Fabian could hear Milly sigh in reply.

"You sang beautifully tonight," the voice came, "the Angelpusses came down from Heaven tonight to hear you sing."

"Oh thank you!" Milly cried.

"Do you love me?" the voice asked passionately.

There was silence.

"Milly?" there was an air of embarrassment at the sudden outburst as the voice called out to her uncertainly.

"Yes," came the belated reply.

Fabian felt himself fume at the collar with jealousy.

"I must go now," Milly said slowly.

No reply.

As the Kau began to sob savagely Fabian felt angered at such a cad would make a gentle creature such as Milly cry.

"Good night," the voice finally said with resentment and a flat tone.

There was a rustling and just before the dressing room the swollen-eyed Kau flung door open, Fabian flew into the shadows of the dim hall and hid behind the next room's door.
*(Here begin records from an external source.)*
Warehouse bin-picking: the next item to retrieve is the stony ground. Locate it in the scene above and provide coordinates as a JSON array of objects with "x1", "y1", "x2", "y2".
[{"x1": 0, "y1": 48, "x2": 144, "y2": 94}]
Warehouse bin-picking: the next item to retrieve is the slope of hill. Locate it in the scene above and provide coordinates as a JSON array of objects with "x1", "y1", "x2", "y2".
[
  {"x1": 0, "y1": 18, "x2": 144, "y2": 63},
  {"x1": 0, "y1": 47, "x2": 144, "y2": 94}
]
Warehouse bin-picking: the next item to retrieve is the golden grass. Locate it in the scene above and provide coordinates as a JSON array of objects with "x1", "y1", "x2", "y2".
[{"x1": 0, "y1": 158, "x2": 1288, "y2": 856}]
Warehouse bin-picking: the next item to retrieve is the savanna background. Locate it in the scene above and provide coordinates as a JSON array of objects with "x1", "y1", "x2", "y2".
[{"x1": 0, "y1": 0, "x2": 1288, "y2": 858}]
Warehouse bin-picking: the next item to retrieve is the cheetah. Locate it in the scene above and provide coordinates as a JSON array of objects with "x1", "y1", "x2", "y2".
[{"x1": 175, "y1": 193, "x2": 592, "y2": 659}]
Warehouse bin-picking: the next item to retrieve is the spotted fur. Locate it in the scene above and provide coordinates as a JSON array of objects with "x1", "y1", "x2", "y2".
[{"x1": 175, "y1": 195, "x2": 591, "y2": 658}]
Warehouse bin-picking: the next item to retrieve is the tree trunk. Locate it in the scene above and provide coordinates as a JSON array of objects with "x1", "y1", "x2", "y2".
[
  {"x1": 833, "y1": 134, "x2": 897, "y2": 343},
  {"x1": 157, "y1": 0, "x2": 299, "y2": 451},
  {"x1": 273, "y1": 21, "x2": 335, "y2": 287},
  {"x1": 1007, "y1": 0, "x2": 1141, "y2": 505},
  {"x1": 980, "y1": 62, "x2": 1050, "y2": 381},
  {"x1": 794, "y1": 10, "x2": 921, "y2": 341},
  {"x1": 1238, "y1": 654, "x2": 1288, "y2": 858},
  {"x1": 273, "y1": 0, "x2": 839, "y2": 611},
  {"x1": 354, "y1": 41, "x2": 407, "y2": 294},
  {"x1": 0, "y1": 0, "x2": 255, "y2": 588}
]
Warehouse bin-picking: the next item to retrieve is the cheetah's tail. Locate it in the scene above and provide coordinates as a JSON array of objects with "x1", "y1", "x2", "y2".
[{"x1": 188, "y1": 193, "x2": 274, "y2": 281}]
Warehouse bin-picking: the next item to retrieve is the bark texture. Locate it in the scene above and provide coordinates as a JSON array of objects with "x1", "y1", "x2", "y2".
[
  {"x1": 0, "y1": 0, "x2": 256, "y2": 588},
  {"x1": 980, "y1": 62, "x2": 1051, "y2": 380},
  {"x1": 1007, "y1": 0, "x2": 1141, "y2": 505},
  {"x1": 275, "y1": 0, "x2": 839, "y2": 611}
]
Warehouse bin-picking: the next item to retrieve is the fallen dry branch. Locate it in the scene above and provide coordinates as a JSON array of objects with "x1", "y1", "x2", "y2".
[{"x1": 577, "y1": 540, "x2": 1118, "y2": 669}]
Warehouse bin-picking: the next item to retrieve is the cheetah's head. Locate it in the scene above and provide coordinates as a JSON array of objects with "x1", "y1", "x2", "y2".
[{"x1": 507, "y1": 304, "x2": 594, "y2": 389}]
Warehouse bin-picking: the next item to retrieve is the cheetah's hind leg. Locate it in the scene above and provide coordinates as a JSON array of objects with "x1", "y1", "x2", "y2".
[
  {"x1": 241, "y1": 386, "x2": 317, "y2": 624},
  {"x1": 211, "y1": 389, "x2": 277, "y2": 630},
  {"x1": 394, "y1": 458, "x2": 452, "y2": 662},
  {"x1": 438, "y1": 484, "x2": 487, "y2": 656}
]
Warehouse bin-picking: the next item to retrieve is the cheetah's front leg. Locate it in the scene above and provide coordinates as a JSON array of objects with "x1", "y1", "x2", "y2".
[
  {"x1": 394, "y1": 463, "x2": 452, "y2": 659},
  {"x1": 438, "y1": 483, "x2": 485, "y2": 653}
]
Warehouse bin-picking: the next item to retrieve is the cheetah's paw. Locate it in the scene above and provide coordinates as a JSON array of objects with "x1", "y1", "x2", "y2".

Then making sure the coast was clear Fabian sneaked into the diva's dressing room expecting to meet with the other man.

Fabian lit a gas lamp and surveyed his surroundings. There was no one there apart from the cane chair, a moehogany dresser with stool and a full-length gold framed mirror.

Certain the voice had come from this room Fabian swung the lamp around and called, "Hello?" Then he checked the shadows, "I know you're here."

Fabian moved towards the door and blocked the entrance, "I will not move until you show yourself."

Nothing.

The room was bare of all neopets but him.

The Vicomte took a moment to think. Why had Milly acted as though she did not know him? Who was this voice? Where was he now?

Impetuously the Vicomte demanded slamming the lamp upon the dresser top, "I will find out who you are!"

Profile III

Name: Monsieur Pom Lenny

Type: Lenny

Colour: Green

Occupation: Retired Manager

Home: Central Neopia, soon as far away as possible - the Space station

Personality: Spineless fool who cannot wait to leave the opera.

III - Dining with Phantoms

"It was incredible," Monsieur Pom Lenny cried as his leaving party got under swing.

"Especially for a chorus girl," said Mme. Aisha patting her loose brown hairs of her black taffeta dress, "will she be singing again?"

"Oh I don't know about that, Charlotte has sent me a letter saying that she will be returning post haste," M. Pom smiled cruelly, "luckily for me I will not be here to deal with her."

"How kind and thoughtful of you," Mme. Aisha said sarcastically, "where will you be going?"

"As far away from this place as possible," M. Pom joked, "the Neopets Space station."

"And who will deal with Charlotte?" inquired Mme. Aisha.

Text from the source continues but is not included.